By contrast, farmers are able to rake in taxpayer handouts regardless of the size and profitability of their operation. The federal crop insurance program subsidizes, on average, 62 percent of farmers' insurance premiums, with no means test whatsoever. This allows the largest farm operations to receive virtually unlimited subsidies. Owners of mega-farms have received more than $1 million in subsidies from taxpayers. [R Street]

What kind of swamp draining is this? The Republican Party wants to make it harder for America's poorest citizens to receive basic food stamp support — but they have no problem dishing out millions in taxpayer money, no strings attached, to the nation's largest agribusinesses.
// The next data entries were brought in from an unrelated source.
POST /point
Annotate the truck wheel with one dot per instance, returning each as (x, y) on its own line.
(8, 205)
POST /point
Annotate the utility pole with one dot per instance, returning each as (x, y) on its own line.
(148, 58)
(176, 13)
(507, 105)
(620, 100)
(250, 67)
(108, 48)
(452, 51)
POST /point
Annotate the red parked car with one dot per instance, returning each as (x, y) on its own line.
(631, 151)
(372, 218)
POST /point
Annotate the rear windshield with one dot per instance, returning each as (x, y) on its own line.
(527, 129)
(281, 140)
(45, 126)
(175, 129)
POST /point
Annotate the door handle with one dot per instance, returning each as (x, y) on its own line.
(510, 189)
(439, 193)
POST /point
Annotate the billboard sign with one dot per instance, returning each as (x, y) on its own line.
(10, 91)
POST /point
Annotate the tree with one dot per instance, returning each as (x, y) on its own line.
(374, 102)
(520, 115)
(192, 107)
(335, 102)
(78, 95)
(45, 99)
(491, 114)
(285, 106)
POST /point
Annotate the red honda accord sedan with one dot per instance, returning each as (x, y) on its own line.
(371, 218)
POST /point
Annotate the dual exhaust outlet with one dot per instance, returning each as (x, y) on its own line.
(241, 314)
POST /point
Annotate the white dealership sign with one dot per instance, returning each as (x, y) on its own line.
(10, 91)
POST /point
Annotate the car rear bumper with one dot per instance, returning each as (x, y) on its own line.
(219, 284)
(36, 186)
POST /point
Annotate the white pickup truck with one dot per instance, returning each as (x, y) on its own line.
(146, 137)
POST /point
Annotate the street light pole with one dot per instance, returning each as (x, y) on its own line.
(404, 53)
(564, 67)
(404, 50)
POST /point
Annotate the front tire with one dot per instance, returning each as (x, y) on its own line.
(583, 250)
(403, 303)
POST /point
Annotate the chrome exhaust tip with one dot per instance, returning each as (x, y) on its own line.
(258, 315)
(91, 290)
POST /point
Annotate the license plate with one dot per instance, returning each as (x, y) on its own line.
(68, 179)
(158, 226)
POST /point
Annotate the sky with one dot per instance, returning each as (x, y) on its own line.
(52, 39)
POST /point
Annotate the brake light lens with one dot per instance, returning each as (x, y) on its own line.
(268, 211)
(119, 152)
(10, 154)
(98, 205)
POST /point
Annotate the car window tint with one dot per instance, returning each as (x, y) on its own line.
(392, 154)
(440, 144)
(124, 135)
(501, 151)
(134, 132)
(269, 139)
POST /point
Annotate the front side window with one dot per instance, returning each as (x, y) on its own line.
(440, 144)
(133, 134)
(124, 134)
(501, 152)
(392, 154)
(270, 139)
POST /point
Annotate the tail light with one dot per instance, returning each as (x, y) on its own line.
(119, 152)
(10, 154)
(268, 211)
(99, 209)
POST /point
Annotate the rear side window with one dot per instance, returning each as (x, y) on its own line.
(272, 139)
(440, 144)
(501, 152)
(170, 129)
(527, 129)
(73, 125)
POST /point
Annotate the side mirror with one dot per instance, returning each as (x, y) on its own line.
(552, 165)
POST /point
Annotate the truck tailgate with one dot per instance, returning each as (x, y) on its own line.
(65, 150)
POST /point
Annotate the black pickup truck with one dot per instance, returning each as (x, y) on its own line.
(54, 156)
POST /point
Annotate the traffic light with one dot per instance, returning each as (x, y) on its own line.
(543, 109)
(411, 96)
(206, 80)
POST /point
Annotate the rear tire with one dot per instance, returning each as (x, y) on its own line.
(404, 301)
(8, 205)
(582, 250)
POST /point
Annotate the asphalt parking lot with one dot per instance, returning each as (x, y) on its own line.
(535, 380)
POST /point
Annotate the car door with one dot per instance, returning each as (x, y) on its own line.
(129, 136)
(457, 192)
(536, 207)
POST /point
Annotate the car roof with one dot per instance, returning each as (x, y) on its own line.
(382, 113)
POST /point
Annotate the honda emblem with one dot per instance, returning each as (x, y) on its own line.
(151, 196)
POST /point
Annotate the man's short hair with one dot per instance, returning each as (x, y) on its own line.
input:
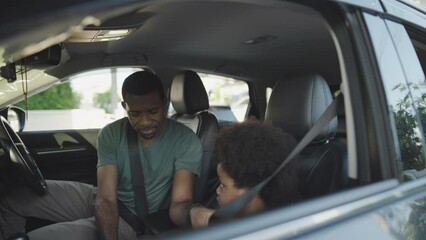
(142, 83)
(252, 151)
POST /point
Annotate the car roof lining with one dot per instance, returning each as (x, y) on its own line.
(187, 35)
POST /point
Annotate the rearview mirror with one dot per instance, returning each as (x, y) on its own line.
(15, 116)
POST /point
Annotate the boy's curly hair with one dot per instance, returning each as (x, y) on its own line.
(252, 151)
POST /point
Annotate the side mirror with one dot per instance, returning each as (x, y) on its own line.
(15, 116)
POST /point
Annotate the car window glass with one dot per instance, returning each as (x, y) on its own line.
(268, 94)
(88, 100)
(228, 98)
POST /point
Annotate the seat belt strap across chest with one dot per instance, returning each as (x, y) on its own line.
(138, 183)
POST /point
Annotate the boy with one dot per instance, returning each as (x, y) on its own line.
(248, 153)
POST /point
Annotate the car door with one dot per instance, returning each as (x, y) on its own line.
(64, 121)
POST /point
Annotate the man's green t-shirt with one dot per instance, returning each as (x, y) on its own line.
(177, 147)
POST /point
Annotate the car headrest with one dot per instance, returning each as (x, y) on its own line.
(188, 95)
(296, 104)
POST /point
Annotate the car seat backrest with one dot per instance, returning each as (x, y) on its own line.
(295, 105)
(190, 101)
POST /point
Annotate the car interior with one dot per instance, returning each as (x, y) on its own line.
(290, 47)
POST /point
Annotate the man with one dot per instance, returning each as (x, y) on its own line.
(171, 152)
(248, 153)
(171, 158)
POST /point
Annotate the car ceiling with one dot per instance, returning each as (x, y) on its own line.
(208, 36)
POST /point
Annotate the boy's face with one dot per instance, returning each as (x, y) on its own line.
(227, 191)
(146, 115)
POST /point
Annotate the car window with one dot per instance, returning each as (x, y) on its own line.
(88, 100)
(228, 98)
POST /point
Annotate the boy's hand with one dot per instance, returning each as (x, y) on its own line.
(200, 216)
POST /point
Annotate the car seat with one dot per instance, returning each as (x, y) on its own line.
(294, 106)
(191, 103)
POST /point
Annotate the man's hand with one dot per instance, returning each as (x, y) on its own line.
(200, 216)
(106, 211)
(182, 187)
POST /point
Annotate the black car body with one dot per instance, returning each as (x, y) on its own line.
(371, 51)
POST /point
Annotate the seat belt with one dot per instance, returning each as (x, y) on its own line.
(231, 210)
(138, 183)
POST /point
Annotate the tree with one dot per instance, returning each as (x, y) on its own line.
(59, 97)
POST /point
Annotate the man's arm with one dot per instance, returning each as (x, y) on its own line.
(106, 211)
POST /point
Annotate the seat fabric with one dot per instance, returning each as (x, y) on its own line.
(190, 100)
Trump promised to make things different. So did his fellow lawmakers. Since the last farm bill passed in 2013, a bipartisan coalition of libertarians, environmental activists, and free marketeers have been working to cap subsidy payments and insurance premiums. These unlikely allies seemed to agree that the government should be spending less on its wealthiest citizens — especially when that spending entrenches a system of agriculture that is broken and ecologically harmful, and institutionalizes a crony capitalism that prevents small and beginning farmers from ever getting their start.

But those efforts all failed.

Corruption, graft, self-dealing, and grovelingly doling out lavish government gifts to industries with the best lobbyists and biggest campaign donations — this has long been par for the course in Washington. For decades, Washington politicians have funded wealthy farmers' business risk and helped their bottom line. This corporate welfare has become so entrenched — on both sides of the aisle — it's almost impossible to oppose. Ag lobbyists have rhetoric on their side, after all: No matter the millions their clients might make, most Americans believe farm bill recipients to be kind, vulnerable, mom-and-pop sorts of figures — not multi-millionaires residing in New York City.

The farm bill is just one item in Washington's vast portfolio that demands reform. There are hundreds of other worthy causes, too. But as long as Trump and his entrenched, elitist colleagues lead the GOP, not an ounce of muck will be drained from the swamp that is our nation's capital.